From the looks of it, they are using the V2 of NOD32 so I'm not sure why it didn't work on your pc. How are your settings and what definition date are you using?

 

Defult settings and update every hour...

The virus is 9 months old:
http://www.megasecurity.org/trojans/i/irccontact/Irccontact3.0.html

 

I would "tweak" your Nod32 settings up, see the sticky thread of mine at the top of this forum.

If you don't here from Eset within a few days of sending a email, please always resubmit the file.

Hope this helps...

Cheers

 

Hi Redgob,
please post me a PM with the exact date and subject of the email you sent as well as the address you sent it to. I wonder if you could resend it to support@nod32.com in case you used a different address.

 

Sorry but I used an online form: http://www.nod32.com/support/supreq_us.htm
and I gave an email adress from http://www.jetable.org that I have forgotten.

It seems somthing gone wrong with my nod32 installation, perhaps a problem during update?

If you want I can send you a copy of the virus.

 

Thx but with the beta and default settings the virus is detected.

In fact I haven't submited the file... A bit reluctant to send viruses to people.

 

That's what they want you to do zip it up and fire it off to samples@nod32.com

This way they can work out why there was a problem, or if there is a new variant of a virus etc...

Cheers

 

It's done

 

Can you keep us in the loop as to the results, always interesting to see what the final outcome is...

Cheers

 

The outcome is: nothing.

I sent the virus and no answer...

Ok the virus is know detected by the beta, but what about all people that doesn't use it ?

I don't feel secure anymore using nod32.

 

Did you send Marcos a PM, as he requested?

Cheers

 

Hmm... I wonder... Did you enable NOD32 to "diagnose Runtime packers" in the scan setup? Perhaps that's why your NOD32 isn't detecting it?

 

No : I answered in this thread

 

I used default settings, I don't know if it includes "diagnose Runtime packers". It's something related to real-time protection no?

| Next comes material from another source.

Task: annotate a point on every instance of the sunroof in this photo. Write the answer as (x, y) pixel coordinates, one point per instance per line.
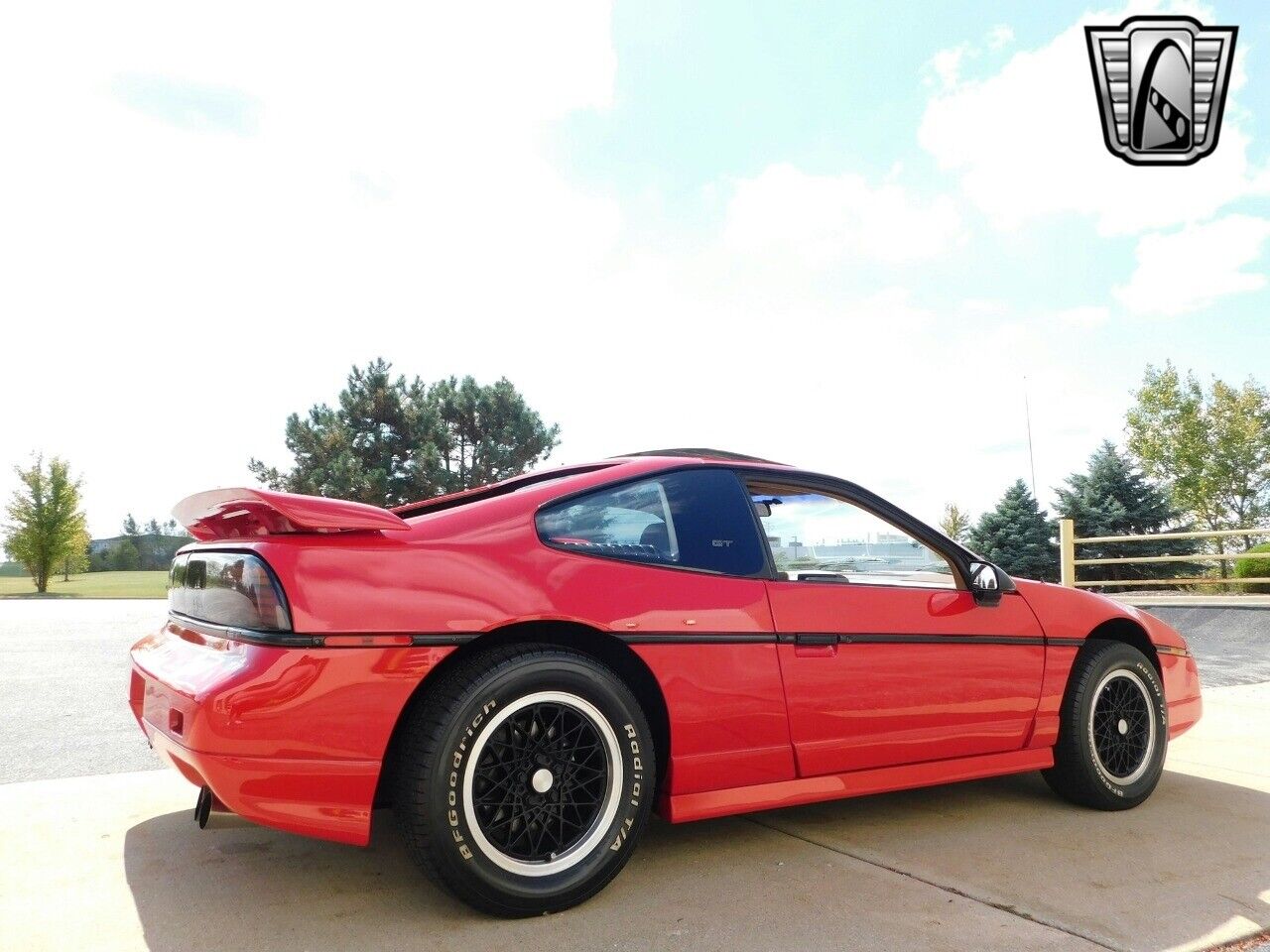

If, it's not the matter : if I scan DIRECTLY the infected file with nod32 v2 it doesn't dectect the virus.

If I scan the same file with nod32 v2 beta it detects it.

I made a clean install of nod32 v2 and had same result.

 

Does it detect it when you "Tweak" Nod32, as in my sticky thread?

Cheers

 

Hummm it´s strange.
It should work.
I always use my settings to maximum power.
Follow the Blackspear advice and try it out.
Be sure to click to "scan all files" and not just the defaults one.
I´m sure we can trust NOD32 forever.
Do you want a example ?
Panda antivirus until today, if you use the heuristics to maximum, it detects Adobe Reader as a virus, and automatically send some files to quarantine. Or you use it in default mode, or have to exclude those files from scanning.And this is happenning with the new version too.
NOD32 is thousand of years ahead from others antivirus.
I´m sure Eset knows what happened.
Let´s wait.

Best Regards,

DonKid.

 

There's a good reason the Heuristics in Panda are disabled by default, they're rubbish.

 

Redgob,
please send me a PM with the email address you sent the sample from, I have access to the samples email box so I'll be able to check if it actually arrived. As far as I see, there are no emails left unanswered from the past.

You should always get a reponse within a few hours (or 1-2 days at maximum) depending on the severity of the sample.